Auteur d’une œuvre massive, réformateur de la pédagogie, philosophe, créateur d’une religion, son parcours est impressionnant. Tolstoï s’est démultiplié et a embrassé une pluralité de mondes. Une vie en contenant plusieurs certes, mais l’on peut y voir un homme exceptionnel, au paroxysme de ses potentialités et non une simple créature à l’appétit démesuré. Un ogre enfin car “toutes les créatures l’habitaient”, un être protéiforme : “Il était la nature, mais aussi le cheval qui va mourir, le rossignol dans la nuit d’été, la jeune fille exaltée par l’amour, le bourgeois qui agonise, la feuille gorgée de sève.” Et si Tolstoï n’était finalement qu’un écrivain. Car cette plasticité, cette capacité à se mettre à la place de chaque élément qui compose la vie et dont fourmillent ses romans, est une faculté de l’immense écrivain qu’il était.

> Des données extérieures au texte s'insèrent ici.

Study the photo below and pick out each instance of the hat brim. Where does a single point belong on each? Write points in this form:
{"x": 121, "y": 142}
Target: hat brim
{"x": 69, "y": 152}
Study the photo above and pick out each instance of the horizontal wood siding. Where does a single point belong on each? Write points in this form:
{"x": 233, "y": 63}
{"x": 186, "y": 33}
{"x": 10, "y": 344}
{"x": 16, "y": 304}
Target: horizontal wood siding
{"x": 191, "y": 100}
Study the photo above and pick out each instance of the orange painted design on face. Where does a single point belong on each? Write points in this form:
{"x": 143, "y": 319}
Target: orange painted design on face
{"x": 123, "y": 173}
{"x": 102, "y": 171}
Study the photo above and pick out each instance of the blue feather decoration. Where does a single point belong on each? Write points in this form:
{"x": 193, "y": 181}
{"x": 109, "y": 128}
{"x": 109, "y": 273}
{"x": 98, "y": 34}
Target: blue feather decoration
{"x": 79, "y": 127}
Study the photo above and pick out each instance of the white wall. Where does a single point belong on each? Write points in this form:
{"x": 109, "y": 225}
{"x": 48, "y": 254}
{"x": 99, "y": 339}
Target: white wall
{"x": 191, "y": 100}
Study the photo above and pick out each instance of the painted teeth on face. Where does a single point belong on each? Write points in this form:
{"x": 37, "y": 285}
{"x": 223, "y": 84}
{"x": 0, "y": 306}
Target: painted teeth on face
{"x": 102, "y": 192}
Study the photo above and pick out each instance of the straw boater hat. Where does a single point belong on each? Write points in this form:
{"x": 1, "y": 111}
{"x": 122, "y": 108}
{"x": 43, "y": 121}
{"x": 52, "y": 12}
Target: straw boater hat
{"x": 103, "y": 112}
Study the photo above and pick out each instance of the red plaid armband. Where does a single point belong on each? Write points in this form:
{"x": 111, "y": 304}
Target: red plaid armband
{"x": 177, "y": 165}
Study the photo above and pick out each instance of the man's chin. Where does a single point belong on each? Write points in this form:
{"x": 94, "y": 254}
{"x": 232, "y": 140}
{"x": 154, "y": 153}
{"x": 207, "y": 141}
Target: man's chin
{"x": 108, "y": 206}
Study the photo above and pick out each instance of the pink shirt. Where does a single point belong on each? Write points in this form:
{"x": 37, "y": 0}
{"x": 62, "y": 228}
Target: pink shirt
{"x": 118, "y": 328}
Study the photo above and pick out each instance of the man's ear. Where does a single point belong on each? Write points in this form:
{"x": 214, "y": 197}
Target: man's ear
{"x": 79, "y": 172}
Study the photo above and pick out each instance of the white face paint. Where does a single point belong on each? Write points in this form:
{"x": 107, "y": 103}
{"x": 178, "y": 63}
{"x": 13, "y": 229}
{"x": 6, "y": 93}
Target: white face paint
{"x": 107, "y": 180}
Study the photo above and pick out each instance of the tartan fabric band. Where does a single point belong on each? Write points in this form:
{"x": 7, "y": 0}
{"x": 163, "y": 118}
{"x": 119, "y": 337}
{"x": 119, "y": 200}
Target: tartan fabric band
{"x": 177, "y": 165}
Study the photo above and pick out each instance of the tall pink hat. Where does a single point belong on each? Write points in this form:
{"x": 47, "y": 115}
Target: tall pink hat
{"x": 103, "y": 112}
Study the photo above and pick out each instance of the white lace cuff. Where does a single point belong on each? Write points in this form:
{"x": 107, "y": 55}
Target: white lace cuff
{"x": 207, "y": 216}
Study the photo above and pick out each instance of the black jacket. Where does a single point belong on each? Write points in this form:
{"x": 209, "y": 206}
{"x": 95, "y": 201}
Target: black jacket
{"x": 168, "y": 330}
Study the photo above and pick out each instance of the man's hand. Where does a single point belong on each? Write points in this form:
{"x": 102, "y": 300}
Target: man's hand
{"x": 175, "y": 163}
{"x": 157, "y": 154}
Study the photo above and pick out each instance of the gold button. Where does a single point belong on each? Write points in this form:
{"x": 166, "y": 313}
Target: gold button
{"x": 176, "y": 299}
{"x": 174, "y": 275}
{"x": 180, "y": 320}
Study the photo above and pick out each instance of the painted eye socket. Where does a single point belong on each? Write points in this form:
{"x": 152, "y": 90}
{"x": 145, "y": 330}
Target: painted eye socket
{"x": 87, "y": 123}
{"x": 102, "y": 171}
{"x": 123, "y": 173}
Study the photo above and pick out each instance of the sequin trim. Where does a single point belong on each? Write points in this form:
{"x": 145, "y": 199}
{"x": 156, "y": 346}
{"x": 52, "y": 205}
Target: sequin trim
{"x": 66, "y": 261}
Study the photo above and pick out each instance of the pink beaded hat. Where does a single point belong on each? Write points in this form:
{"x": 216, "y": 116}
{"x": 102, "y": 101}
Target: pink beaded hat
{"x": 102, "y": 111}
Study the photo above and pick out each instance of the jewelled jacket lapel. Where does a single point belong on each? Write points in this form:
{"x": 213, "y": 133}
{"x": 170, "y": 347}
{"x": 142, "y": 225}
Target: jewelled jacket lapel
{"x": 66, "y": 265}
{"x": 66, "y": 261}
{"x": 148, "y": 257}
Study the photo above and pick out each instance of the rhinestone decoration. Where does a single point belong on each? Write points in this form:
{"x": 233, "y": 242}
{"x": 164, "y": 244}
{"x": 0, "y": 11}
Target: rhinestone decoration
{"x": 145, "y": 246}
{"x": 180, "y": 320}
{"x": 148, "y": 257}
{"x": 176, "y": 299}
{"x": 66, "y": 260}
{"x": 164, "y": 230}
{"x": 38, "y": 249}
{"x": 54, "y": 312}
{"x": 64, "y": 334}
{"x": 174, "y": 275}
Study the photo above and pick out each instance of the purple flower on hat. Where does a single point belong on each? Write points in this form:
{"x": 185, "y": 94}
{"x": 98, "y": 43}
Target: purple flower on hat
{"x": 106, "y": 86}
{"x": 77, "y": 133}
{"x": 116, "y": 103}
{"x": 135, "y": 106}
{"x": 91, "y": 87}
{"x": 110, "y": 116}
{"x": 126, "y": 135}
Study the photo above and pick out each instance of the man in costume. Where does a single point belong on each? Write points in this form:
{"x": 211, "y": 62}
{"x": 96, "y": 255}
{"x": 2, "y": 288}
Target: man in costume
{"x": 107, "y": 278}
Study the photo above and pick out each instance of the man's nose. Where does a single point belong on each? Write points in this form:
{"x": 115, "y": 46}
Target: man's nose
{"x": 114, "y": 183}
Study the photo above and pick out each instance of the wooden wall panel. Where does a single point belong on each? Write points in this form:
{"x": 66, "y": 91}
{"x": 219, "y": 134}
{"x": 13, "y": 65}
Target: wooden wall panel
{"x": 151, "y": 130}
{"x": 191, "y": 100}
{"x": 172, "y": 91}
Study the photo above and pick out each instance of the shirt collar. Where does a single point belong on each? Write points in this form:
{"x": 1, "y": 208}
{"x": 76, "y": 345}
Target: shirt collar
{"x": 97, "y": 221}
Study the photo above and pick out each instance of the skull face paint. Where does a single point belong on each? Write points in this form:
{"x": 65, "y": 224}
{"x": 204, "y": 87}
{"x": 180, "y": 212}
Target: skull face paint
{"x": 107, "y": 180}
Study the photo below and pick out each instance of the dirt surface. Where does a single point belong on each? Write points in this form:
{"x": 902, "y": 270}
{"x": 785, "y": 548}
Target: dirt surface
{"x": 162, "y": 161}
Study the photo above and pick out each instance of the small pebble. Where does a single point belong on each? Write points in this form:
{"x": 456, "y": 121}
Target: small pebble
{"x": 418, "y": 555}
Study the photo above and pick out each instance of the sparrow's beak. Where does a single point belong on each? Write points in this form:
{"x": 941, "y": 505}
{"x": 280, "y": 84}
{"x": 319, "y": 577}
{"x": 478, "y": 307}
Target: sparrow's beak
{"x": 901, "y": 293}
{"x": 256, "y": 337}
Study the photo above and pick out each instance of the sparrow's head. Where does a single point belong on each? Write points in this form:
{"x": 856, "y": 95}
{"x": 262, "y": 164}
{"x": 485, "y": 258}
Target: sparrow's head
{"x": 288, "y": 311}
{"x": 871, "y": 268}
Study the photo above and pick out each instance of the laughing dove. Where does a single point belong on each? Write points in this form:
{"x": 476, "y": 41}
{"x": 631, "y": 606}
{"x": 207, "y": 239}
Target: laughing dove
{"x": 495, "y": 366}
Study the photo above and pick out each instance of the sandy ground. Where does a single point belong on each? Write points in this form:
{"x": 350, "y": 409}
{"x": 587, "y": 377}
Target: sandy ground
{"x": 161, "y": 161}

L’assimilation de Tolstoï à la figure de l’ogre s’avère donc un amalgame peu justifié et c’est ce que démontre cet essai en se contredisant, car au fondement de la vie de Tolstoï, une lancinante interrogation humaine, trop humaine : pourquoi mourir ? Tolstoï n’est pas un ogre, mais simplement un homme. C’est sur ce point essentiel que l’essai de Chrsitiane Rancé achoppe. Essai qui, par ailleurs, comporte un grand nombre d’imperfections, le manque de références, de structuration et une grande dispersion semblant vouloir aborder tous les aspects de la vie de l’écrivain, perdant parfois le propos même du livre. L’auteur parvient toutefois, et c’est là la réussite majeure de l’ouvrage, à rendre compte de manière saisissante des tourments de l’âme de Tolstoï, de son angoisse insondable face au néant. En rendant palpable l’angoisse de l’homme Tolstoï et non pas de l’ogre, cette angoisse vissée au cœur de notre être, Christiane Rancé fait de Tolstoï un frère d’âme, et nous donne envie de relire son œuvre immense. Ainsi c’est à Tolstoï, l’écrivain, que nous laisserons les derniers mots : “Il défend sa vie jusqu’au bout et seul au milieu de tout le champ, n’importe comment, il la défend”   . Un essai qui donne envie de remettre Tolstoï et son œuvre dans notre vie est un essai réussi.